Sentiments with which it is hard to disagree. But I fear those hoping this might prompt a moment of self-reflection in our political system are being depressingly over-optimistic. Its capacity for introspection is decidedly limited; ignoring these revelations will be far easier than acknowledging the inconvenient truths they expose.
Like the French in 1940, our leaders discovered in early 2020 that they had prepared for one war but were fighting another. Our pandemic planning may well have rated the second-best in the world. But it was designed for influenza, not a Covid-style respiratory illness. Hence why South Korea and Taiwan – with prior experiences of these sorts of viruses – were shutting borders and instituting contact tracing whilst we were still shipping PPE off to China.
Our guns were pointing the wrong way. We could not cope. As Tom McTague put it, Covid showed our system of government was “simultaneously overcentralised and weak at the centre”. Ministers struggled to grip civil service and health bureaucracies that were maddeningly Byzantine.
The suggestion at those interminable press conferences was that the Government was “following the science”. What these messages reveal – if we needed telling – is that politicians and scientists were overwhelmed by a crisis for which they were unprepared and did not understand.
Failures to grip the situation early enough threatened to swamp the NHS and produce deaths on an unimaginable scale. Cue Neil Ferguson, lockdown, and a never-ending argument about whether the decision was the right one – displacement activity as we pick through the rubble. Fundamentally, the ‘Lockdown Files’ shine a light on a political system that is not fit for purpose.

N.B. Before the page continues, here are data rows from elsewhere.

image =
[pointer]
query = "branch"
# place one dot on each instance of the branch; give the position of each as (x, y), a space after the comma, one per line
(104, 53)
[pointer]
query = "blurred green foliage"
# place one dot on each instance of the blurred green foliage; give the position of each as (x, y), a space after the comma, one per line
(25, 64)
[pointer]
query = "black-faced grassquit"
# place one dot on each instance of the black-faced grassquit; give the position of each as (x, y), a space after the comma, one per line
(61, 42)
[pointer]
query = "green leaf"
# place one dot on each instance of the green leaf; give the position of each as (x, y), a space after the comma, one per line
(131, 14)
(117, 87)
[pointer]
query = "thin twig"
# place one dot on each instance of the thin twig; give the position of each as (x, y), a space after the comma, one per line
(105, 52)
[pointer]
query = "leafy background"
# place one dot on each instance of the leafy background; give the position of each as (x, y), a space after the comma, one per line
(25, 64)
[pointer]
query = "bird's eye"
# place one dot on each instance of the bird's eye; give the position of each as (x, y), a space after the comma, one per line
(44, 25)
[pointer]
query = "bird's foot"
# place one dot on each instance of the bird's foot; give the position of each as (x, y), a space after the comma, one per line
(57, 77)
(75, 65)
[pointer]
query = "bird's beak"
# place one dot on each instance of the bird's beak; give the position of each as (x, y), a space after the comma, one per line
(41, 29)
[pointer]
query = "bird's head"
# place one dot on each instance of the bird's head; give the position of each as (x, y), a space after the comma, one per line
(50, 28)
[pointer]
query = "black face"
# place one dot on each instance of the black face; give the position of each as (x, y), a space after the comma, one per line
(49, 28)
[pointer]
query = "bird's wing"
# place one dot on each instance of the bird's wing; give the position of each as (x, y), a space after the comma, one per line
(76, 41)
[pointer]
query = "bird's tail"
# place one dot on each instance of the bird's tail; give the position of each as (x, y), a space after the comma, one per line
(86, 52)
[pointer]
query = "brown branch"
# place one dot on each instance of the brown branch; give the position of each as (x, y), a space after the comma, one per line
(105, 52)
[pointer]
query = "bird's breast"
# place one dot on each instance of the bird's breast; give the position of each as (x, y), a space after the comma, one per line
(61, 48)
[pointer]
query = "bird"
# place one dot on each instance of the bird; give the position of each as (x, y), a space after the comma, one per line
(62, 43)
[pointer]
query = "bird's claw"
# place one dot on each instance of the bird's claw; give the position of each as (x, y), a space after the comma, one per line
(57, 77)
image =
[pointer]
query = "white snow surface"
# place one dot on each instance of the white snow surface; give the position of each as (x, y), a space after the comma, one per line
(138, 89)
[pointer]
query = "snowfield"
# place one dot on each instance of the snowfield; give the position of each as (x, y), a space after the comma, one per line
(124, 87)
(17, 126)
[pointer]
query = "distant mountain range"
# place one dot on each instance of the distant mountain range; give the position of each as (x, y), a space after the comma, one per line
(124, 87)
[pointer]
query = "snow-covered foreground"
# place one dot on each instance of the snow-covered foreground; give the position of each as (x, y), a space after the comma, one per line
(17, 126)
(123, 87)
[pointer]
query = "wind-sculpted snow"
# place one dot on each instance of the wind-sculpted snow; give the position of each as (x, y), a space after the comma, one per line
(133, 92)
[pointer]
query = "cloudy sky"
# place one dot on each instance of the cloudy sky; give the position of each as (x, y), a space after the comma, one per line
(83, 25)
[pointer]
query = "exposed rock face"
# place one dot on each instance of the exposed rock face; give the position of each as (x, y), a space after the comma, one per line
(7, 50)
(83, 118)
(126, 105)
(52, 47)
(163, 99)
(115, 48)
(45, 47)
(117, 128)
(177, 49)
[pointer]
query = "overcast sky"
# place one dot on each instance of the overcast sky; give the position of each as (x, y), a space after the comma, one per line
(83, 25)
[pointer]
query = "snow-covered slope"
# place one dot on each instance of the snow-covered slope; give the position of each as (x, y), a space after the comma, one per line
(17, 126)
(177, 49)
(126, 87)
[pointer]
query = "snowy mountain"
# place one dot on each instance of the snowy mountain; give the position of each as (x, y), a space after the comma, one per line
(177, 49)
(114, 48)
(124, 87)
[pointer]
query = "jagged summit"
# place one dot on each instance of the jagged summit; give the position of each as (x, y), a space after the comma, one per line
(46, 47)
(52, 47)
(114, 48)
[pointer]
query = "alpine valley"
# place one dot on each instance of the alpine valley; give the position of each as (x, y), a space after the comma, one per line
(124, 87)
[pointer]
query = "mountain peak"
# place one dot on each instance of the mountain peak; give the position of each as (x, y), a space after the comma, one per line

The former Health Secretary was an ambitious man, successfully earning promotion by latching onto the Osborne Octopus as quickly as possible. He went from being Minister for Fun to being the employer of 1.34 million employees with no discernible consideration of whether it was a role he was in any way prepared for, and of the potential crises he could face. This is all considered to be run-of-the-mill in Westminster.
Nor do we muster anything more than a titter now that Hancock has swapped politics for shilling NFTs and eating kangaroo vaginas. That he came a cropper of his own regulations in the most embarrassing way possible was a source of national catharsis.
But so as the vaccine rollout obscured the fundamental flaws that undermined our initial pandemic response, so to did Hancock’s defenestration help us ignore what was wrong about a political system that expected him to handle this crisis in the first place. By making this story about Hancock, by making him Covid’s pantomime villain, we fail to see that his career embodies a system that is clearly dysfunctional.
That system is still in place. We are still more preoccupied with the tribulations of the greasy pole rather than governing effectively. The coverage of the ‘Files’ – of which this article is a part – is part of that. In the end, this is about who is up and who is down. I can provide a diagnosis, not a cure. And onto the next topic, reshuffle, ministerial faux pas the rest of the merry herd will go.
Like the authorities squirreling away the Ark of the Covenant at the end of Raiders of the Lost Ark, the system would rather ignore rather than understand the terrifying truth. The scandal mill will move on. Hancock will continue to pursue his career as the next David Attenborough. And we will wonder, when confronted with the next crisis, why we handle it just as badly as the last.